François BOEMER, PharmD, EuSpLM, PhD, heads of the newborn screening center and the biochemical genetics laboratory at the University Hospital of Liège, Belgium. He is assistant lecturer at the University of Liège. He authored more than 50 papers in international peer-reviewed journals. Dr BOEMER is recognized as European Specialist in Laboratory Medicine (EuSpLM), Laboratory Supervisor of Medical Genetics by the BeSHG and Clinical Laboratory Geneticist by the European Council of Medical Genetics. He is a founding member of Metabolics.be (Belgian Society for the Study of Inborn Errors of Metabolism), member of ISNS (International Society for Neonatal Screening) and of RBSLM (Royal Belgian Society of Laboratory Medicine). He has been leader in the development of innovative methods related to the screening of Sickle cell diseases. He has also been at the forefront of the implementation of a newborn screening program for Spinal Muscular Atrophy in Southern Belgium. For several years, he has also been actively involved in the development of sequencing approaches dedicated to neonatal screening.

Francesco Muntoni

Francesco Muntoni is a Professor of Paediatric Neurologist and the Director of the Dubowitz Neuromuscular Centre, at the UCL Great Ormond Street Institute of Child Health and Great Ormond Street Hospital for Children, London, UK. In the Institute and hospital, he is Theme Lead in the Novel Therapies of the Biomedical Research Centre and between 2008 and 2017 led the Developmental Neuroscience Programme. Since 2008 he is the co-directed the MRC Centre for Neuromuscular Diseases at UCL.

Muntoni has an interest in pathogenesis, deep phenotyping, gene identification for rare neuromuscular conditions and translational research in DMD, SMA and congenital myopathies. He is involved in several natural history studies and clinical trials.
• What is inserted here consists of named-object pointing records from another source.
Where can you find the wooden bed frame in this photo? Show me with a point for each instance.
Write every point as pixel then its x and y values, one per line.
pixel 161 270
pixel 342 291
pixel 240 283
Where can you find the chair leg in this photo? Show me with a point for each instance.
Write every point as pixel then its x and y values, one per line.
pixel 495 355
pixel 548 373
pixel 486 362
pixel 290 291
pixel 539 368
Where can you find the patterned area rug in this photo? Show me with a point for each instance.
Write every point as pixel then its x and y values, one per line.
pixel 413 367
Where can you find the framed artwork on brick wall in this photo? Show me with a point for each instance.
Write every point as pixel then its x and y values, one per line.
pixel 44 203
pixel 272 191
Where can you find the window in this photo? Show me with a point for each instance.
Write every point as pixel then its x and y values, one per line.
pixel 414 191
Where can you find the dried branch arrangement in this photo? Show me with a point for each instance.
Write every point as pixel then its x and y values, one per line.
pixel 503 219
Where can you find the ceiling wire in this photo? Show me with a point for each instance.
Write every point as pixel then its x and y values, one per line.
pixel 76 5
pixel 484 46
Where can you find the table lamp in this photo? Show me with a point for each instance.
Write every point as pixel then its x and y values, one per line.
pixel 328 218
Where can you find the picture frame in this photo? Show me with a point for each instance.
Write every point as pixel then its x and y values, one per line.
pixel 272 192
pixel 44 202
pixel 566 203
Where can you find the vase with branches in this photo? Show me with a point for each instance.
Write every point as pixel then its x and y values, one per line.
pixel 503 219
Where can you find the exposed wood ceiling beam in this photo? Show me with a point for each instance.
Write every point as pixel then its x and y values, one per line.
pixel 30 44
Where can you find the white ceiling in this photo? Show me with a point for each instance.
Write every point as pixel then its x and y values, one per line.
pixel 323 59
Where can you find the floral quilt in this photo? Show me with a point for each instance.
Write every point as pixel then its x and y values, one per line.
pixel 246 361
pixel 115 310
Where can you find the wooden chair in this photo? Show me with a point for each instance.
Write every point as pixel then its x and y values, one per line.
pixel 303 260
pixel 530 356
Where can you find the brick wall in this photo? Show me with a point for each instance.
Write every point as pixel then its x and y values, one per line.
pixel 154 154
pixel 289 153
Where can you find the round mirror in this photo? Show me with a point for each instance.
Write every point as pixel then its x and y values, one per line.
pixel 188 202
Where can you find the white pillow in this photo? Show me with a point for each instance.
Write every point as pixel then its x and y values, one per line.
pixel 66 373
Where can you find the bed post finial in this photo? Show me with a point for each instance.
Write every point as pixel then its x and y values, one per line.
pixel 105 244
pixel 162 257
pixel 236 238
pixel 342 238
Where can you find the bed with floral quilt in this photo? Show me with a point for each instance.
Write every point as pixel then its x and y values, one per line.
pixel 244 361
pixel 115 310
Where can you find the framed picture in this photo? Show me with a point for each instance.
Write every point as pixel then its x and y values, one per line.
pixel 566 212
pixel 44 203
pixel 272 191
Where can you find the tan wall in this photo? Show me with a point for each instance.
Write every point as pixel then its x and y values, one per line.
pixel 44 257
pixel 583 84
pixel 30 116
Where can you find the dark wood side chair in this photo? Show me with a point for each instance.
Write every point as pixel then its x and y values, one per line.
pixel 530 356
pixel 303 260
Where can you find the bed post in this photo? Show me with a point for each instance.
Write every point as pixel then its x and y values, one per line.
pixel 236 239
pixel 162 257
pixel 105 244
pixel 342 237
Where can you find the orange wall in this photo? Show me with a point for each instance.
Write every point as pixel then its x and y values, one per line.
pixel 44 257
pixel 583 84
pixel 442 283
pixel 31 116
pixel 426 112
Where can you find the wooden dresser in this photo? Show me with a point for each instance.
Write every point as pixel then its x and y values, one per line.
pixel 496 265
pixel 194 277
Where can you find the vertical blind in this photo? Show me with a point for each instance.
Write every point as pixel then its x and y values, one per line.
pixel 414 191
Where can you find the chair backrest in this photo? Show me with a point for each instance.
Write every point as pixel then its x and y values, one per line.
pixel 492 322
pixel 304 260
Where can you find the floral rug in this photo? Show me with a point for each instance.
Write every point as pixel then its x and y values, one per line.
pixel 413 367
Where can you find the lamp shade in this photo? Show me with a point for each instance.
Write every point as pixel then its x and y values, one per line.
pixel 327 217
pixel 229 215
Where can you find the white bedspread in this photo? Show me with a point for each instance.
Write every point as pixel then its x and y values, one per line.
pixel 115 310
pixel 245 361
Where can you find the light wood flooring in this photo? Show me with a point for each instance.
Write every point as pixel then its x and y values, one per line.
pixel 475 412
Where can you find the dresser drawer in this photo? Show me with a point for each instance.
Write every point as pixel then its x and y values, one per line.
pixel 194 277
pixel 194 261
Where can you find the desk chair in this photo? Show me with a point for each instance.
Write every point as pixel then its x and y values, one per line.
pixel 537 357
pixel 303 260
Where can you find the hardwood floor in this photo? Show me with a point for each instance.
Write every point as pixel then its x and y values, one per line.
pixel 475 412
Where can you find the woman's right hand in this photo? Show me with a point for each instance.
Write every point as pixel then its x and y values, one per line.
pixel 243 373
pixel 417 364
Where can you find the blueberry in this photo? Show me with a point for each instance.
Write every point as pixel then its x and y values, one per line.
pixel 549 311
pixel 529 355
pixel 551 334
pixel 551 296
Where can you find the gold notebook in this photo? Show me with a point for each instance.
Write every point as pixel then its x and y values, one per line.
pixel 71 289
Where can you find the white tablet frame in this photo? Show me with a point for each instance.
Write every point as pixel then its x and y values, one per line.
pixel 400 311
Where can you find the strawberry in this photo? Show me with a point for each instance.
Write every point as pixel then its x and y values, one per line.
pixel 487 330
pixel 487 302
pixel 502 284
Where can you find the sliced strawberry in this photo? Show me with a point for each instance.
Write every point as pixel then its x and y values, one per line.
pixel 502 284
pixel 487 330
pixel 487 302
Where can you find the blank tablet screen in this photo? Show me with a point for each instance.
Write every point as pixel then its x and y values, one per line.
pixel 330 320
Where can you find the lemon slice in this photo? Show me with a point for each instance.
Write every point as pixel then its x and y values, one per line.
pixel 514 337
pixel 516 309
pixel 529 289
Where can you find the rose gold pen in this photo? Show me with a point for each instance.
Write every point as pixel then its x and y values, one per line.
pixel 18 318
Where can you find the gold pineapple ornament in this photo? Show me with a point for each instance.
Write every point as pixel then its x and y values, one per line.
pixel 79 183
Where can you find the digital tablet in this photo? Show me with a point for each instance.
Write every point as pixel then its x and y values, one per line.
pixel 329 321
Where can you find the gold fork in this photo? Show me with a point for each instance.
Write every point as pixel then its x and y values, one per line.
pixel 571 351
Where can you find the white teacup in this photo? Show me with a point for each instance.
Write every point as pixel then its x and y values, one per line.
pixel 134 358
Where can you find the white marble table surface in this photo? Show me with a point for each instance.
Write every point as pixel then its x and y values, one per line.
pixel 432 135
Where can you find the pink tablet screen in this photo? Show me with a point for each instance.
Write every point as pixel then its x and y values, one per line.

His research funded by the Department of Health, MRC and the European commission lead to the development and early clinical trials of 2 morpholino antisense oligonucleotides, now approved by FDA, that induce partial correction of the processing defect of the DMD gene in boys with Duchenne muscular dystrophy. He is the UK chief investigator for clinical trials on DMD and SMA, including AAV trials.

Web sites:
https://www.ucl.ac.uk/child-health/research/developmental-neurosciences/molecular-neurosciences/dubowitz-neuromuscular-centre

https://www.northstardmd.com/

http://www.smareachuk.org/

www.bindproject.eu

Monika Gos

Monika Gos, PhD, Associate Professor at the Institute of Mother and Child, laboratory diagnostician, specialist in medical laboratory genetics, registered with the ErCLG.
Head of the Developmental Genetics Laboratory in the Department of Medical Genetics; since 2009, she has been involved in studies on the genetic background of spinal muscular atrophy, including the implementation of MLPA and Sanger sequencing for the analysis of the SMN1 gene. In cooperation with the Metabolic Diagnostics and Screening Department, she is involved in the neonatal screening programme for spinal muscular atrophy in the Polish population.